The mystery of the initial mass function solved
A method used to study Facebook, proteins and power grids successfully applied to stars
A model of the interstellar medium having a fractal density distribution. Dense cores where proto-stars are forming are marked and gravitational forces generated by them are shown.
For the first time, scientists used methods of network science to solve a fundamental astrophysical problem -- explaining the so-called "initial mass function", a distribution of stars by mass in galaxies and starclusters. The study has been published in the recent issue of The Astrophysical Journal: http://dx.doi.org/10.3847/0004-637X/824/1/17
Andrei Klishin (an MIT graduate of 2015, currently a graduate student at the University of Michigan) under the supervision of Igor Chilingarian (researcher at Sternberg Astronomical Institute, Moscow State University and Smithsonian Astrophysical Observatory) applied methods of network science to solve a fundamental astronomical problem standing for 60 years, the origin of the Stellar Initial Mass Function. "Such methods have been used across different research fields, from sociology and information science to molecular biology, but never before in astrophysics", Igor Chilingarian says.
The Stellar Initial Mass Function is a function that describes relative fractions of stars having different masses in a stellar system or a ratio of big and small stars in galaxies. In 1955, the theoretical physicist and astrophysicist Edwin Salpeter was the first to derive this distribution law empirically in the Solar neighborhood using star counts (presently known as the "Salpeter initial mass function"). He demonstrated that the distribution of stars by mass has the shape of a power law with exponent of -2.35, i.e. the stars 10 times massive than our Sun are 102.35 = 220 times less frequent than Solar type stars.
The knowledge of how exactly stars in a galaxy or a star cluster are distributed by mass is crucially important for astronomers. A stellar system is like a big family where all members interact with each other. They delineate the "living space" in a certain way and react to external influence according to the same physical laws. In order to better understand, how members of that "family" affect each other's evolution, astronomers need to know what types of stars the "family" consists of -- i.e. to have the data of how many stars of each mass are there in the system.

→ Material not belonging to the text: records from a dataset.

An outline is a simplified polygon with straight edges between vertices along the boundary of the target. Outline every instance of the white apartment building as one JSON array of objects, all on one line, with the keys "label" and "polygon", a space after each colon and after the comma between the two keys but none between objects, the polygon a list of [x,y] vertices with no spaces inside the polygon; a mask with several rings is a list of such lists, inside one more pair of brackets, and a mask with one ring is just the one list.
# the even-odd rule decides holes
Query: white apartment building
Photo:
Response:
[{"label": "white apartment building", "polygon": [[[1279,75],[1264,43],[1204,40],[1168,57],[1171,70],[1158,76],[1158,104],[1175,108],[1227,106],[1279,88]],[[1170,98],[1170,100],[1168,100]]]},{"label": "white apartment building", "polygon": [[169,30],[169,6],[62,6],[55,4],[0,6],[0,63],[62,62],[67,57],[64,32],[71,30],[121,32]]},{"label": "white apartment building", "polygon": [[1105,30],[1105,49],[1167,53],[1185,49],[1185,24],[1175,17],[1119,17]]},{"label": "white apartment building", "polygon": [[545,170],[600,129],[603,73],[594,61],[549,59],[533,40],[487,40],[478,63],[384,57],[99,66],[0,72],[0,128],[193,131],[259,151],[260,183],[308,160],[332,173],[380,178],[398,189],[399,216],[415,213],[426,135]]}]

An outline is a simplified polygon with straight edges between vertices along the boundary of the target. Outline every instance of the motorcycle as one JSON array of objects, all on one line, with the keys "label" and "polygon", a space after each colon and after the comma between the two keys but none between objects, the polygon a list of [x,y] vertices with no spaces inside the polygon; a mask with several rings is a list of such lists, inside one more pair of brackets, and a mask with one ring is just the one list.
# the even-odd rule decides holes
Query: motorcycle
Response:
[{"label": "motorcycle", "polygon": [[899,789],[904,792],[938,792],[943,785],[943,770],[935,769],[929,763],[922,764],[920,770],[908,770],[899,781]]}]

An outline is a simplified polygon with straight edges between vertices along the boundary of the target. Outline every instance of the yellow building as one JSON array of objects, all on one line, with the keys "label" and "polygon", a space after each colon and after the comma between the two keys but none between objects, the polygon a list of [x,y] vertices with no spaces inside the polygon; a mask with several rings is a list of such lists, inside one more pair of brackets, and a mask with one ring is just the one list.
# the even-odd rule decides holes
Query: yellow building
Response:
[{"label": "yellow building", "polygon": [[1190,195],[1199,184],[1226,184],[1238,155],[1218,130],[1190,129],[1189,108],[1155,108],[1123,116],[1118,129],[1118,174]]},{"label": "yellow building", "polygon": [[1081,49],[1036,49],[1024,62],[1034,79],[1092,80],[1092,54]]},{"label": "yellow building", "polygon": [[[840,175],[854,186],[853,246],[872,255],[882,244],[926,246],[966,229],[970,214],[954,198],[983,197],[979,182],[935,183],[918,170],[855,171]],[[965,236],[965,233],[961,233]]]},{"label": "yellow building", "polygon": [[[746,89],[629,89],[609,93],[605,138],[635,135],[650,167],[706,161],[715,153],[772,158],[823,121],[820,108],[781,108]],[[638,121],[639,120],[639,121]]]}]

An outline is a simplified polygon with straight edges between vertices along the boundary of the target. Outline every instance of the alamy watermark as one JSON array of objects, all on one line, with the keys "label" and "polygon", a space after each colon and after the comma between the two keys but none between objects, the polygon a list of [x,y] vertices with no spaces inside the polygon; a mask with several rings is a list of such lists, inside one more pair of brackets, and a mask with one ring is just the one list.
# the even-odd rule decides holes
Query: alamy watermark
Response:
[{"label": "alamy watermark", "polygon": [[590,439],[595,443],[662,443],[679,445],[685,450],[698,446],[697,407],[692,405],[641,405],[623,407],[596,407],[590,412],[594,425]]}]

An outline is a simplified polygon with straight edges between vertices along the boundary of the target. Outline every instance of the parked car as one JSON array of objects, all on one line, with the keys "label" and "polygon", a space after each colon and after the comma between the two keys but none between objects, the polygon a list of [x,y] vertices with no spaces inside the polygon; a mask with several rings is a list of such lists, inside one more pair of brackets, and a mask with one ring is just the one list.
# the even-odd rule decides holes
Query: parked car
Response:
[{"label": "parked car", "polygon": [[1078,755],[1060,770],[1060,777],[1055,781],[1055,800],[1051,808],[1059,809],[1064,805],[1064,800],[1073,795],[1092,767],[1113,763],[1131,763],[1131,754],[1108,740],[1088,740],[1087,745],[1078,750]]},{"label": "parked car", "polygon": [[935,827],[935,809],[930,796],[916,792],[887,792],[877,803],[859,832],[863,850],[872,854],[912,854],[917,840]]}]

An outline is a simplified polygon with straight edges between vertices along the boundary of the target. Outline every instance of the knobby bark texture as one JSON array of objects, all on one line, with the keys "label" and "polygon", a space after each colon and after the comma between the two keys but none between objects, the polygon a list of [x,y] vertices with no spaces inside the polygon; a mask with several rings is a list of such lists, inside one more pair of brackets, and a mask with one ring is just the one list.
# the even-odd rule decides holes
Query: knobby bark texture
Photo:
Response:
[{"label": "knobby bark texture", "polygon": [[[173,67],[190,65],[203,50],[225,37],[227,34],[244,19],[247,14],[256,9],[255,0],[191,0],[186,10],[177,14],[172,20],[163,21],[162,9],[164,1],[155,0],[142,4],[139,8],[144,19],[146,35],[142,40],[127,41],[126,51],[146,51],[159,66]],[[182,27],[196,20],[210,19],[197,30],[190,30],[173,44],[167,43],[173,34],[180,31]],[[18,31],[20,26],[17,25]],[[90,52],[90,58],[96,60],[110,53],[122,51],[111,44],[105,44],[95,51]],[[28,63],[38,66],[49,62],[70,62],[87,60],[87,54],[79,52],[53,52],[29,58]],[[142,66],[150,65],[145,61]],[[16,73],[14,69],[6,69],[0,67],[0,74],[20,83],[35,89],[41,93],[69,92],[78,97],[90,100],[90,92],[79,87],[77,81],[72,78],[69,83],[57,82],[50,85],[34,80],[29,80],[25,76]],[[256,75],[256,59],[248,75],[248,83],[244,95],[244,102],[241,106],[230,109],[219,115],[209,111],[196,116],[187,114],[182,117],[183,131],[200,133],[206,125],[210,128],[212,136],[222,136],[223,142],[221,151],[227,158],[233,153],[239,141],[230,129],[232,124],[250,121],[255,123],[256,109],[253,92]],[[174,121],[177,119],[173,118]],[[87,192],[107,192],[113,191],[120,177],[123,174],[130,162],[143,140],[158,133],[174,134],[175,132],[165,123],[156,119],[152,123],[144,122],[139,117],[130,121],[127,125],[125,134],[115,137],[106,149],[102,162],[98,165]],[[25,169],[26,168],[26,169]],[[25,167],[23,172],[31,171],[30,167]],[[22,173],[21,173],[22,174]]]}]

Igor Chilingarian and Andrei Klishin described a system of proto-stars which evolve by absorbing gas from the diffuse interstellar medium as a spatial network growing by the principle of the preferential attachment: a node having many links creates new links even faster. In the interstellar medium, links are gravitational forces acting between molecular dense cores that will later form stars. "We demonstrated that a power law that the stellar initial mass function follows is formed independently of the initial mass distribution of proto-stars if the density distribution in the interstellar cloud is fractal. This fractal distribution directly follows from the classical theory of turbulence developed by the Soviet mathematician Andrey Kolmogorov. We encounter fractal, or self-similar objects on a daily basis. Among others, clouds in Earth's atmosphere, snowflakes and even some fruits and vegetables such as cauliflower or broccoli all have fractal properties", comments Igor Chilingarian.
In the framework of this simple model, the scientists succeeded to theoretically explain the stellar initial mass function shapein just eight equations,which did not invoke any unjustified assumptions or extra free parameters required my many existing star formation theories. Igor Chilingarian emphasizes that all existing initial mass function theorieswere developed using "a classical astrophysical approach" and presented in long articles featuring dozens of pages of calculations and hundreds of formulae.
"Igor invited me to work on this project after we met in Boston when I mentioned my interests in statistical physics", Andrei Klishin says. "This area of physics deals with the aspects of systems of large number of particles where particular details regarding individual particles become unimportant. We know, that the same Salpeter power law exponent of -2.35 was measured in many star clusters of different ages, metallicities and total masses. This suggests that the value is determined not by some local properties of a specific cluster, but rather by some more general principle. That's why when we introduce the principle of preferential attachment in our paper, we refer to works in network science, bibliometrics, biological speciation. In all those very different systems the statistical properties turn out to be very similar."
Network science is a modern area of research actively developed over the last 15-20 years. As suggested by its name, it studies properties of networks as mathematical objects, regardless of the specific system interpreted as a network. Network theory can be used to describe the power grid as a set of power plants, loads and transmission lines; interaction of a multitude of proteins in a living organism, connections of users in a social network such as Facebook or even the whole World Wide Web, or communication in scientific collaborations. Igor Chilingarian and Andrei Klishin were the first to apply network science methods to solve a fundamental astrophysical problem.
"This work is the first of its kind and it creates a basis for a new interdisciplinary approach in astrophysics. We plan to further develop this family of methods and use them to studya broad spectrum of astrophysical phenomena in aspects of star formation and in observational cosmology such as a study of large scale structure of the matter distribution in the Universe", concludes Igor Chilingarian.